Copy, DNA: RG 59, Miscellaneous Letters.

1In the fall of 1789 Piomingo, or the Mountain Leader (see Piomingo to GW, 30 Oct. 1789), was on his way to New York City with several other Chickasaw chiefs to request aid from GW for the Chickasaw in their disputes with the Creek. While Piomingo was in Virginia, the legislature, on 23 Oct., resolved that “Whereas, some of the chiefs of the Chickasaw Indians have represented, that the Creek Indians have committed many insults and depredations on their nation, and have attacked them in a hostile manner and unprovoked, that they intended to make application to the President of the United States for assistance to repel those violences, but are prevented from executing that intention by the great distance to New York, the advanced season of the year, and the pressing exigence of their affairs. And the General Assembly calling to remembrance the long and uninterrupted friendship which hath subsisted between the said Indians and the people of this State, who have received constant proofs of their affectionate regards, and at the same time pitying the defenceless condition of the said Chickasaws, who are exposed to the fury of their enemies from the want of ammunition;

“It is therefore resolved, That the Executive be desired to furnish to the Chickasaw nation, such a quantity of gunpowder, not exceeding 2,000 weight, and lead proportioned thereto, as their necessities may require, and the public can conveniently spare, and furnish such of the said Indians as are in this city, with such articles as may be proper for them, and also make suitable compensation to the two white men who accompany the said Indians.” The General Assembly, the journal indicates, acted in anticipation of approval by the federal executive (Journal of the House of Delegates, description begins Journal of the House of Delegates, of the Commonwealth of Virginia, Begun and Held at the Capitol in the City of Richmond, on Monday, the nineteenth of October, in the Year of our Lord, One Thousand, Seven Hundred and Eighty-Nine, and of the Commonwealth the Fourteenth. Richmond, [1789]. description ends 1789, 8–9). On 30 Oct. Piomingo wrote GW that because of “the delays he had met with and the temporary aid he had obtained from the State of Virga,” he had decided to return home (Washington’s Memoranda on Indian Affairs, 1789). As Campbell indicates later in his letter, the ammunition was left behind at “Kings.” This site was possibly Kings Mill, on Holston River at the mouth of Reedy Creek, a large structure built of heavy stone in 1774 by Col. James King. It stood in the area of present-day Kingsport, Tennessee. By March 1790 Piomingo was assisting Maj. John Doughty on the Tennessee River after an attack on his small force by the Cherokee. See GW to the Chiefs of the Choctaw Nation, 17 Dec. 1789, source note. Doughty requested that the powder and lead deposited at Kings Mill be sent to the Falls of the Ohio at a place designated by Doughty and Piomingo. “It is of the utmost consequence to the United States that this powder & lead should get to the nation. The present made by the State of Virginia last fall has never reached these people, and they are on the eve of a war with the Creeks” (Doughty to Josiah Harmar, 17 April 1790, WHi: Draper Collection, Harmar Papers).
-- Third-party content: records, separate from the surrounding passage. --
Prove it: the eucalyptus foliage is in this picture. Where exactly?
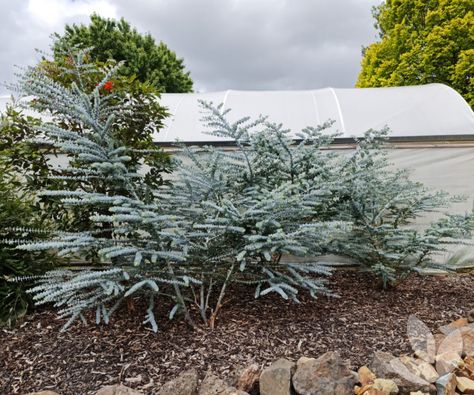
[6,48,473,331]
[7,54,346,330]
[334,130,474,288]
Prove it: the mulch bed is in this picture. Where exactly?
[0,271,474,395]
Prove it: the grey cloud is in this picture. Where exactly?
[0,0,380,91]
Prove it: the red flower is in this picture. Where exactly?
[104,81,114,91]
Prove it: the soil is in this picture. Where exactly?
[0,271,474,395]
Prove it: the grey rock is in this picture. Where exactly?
[157,369,198,395]
[436,373,457,395]
[370,351,434,393]
[199,372,248,395]
[260,358,296,395]
[293,352,356,395]
[26,391,59,395]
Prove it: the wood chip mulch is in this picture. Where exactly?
[0,271,474,395]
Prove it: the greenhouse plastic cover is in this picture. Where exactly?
[0,84,474,143]
[155,84,474,143]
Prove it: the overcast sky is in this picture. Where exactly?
[0,0,381,94]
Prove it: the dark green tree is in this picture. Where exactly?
[53,14,193,93]
[356,0,474,107]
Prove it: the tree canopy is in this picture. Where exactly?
[356,0,474,107]
[53,14,193,93]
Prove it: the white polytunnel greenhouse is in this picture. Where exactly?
[0,84,474,266]
[156,84,474,143]
[155,84,474,267]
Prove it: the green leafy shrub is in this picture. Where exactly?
[0,168,55,326]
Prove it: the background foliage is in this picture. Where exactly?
[356,0,474,107]
[53,15,193,93]
[0,107,55,325]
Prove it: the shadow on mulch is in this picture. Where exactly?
[0,271,474,395]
Campbell’s enclosure was an extract of a letter from “a Member of the Legislature of Virginia, dated Holstein-Iron Works 16th Febr. 1790,” stating that “the Indians of the South have got information of the Mountain-Leaders Ammunition, and are from every intelligence I am able to get, determined to intercept it, let it go by either rout except prevented by a strong Guard” (DNA: RG 59, Miscellaneous Letters).

2For Bennet Ballew, see the Cherokee Nation to GW, 19 May 1789, n.3. In the summer and fall of 1789 Ballew was in Virginia and in New York with a delegation of Cherokee chiefs.